Katie’s story of Christ-like ministry is told in parallel fashion by the use of diary entries and her commentary on those diary entries. In this way, the reader is introduced to each of her daughters as the Lord sent them and the desperate circumstances surrounding their adoption into her family. Her loving descriptions of each child show how intimately she knows and loves each of them. This parallel approach helped me because I am one who needs a little more repetition and review than others may want. This book also contains a section with several pages of photographs. I found this helpful because she references so many of these people in her stories.

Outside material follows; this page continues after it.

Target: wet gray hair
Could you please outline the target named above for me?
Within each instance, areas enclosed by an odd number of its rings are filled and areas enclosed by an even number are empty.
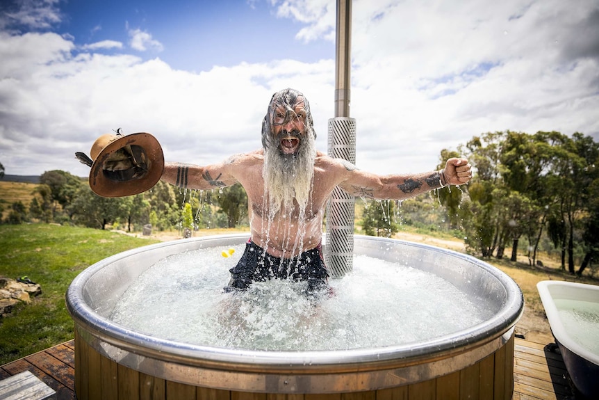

One might ask, “Did Katie eventually intend to bring all of her daughters to America and make Americans out of them?” That question was answered for me by a story she related about her daughter Sumini. In her diary entry for February 13, 2009 Katie flatly states, “I cannot, no matter how hard I try, convince my children not to play with trash. They love it.” One day Katie was invited into the yard to the “store,” actually a bush with trash hanging all over it, broken boxes, dirty plastic bags, toilet paper rolls, milk carton etc. What did she do? She picked up some stones from the gravel driveway to use as currency and got some really good deals. She says, “My children are Ugandan to the core. I would never seek to change that.”
When I was first presented a copy of Kisses From Katie, I was interested to find out if Katie’s experience with Ugandans was anything like my own. In 2012 my wife and I joined a short-term missions trip with Hope Alive!, a missions organization that serves fragile families in Uganda. We witnessed some of the same squalor on a home visit in a Kampala slum that Katie describes. After reading this story I got out the pictures we took of the beautiful people we met in Uganda. I cannot tell you how profound it was to actually meet both of the children we sponsor. Katie’s story is a wake up call to me to write to Ukongo Abraham and Caroline, to try to encourage them in their faith and be a little more a part of there lives. I have been invited by Hope Alive! to teach elementary school in Gulu once their school gets established. If God calls me to this I hope that, like Katie Davis, I would be willing and able to love my students with abandon.”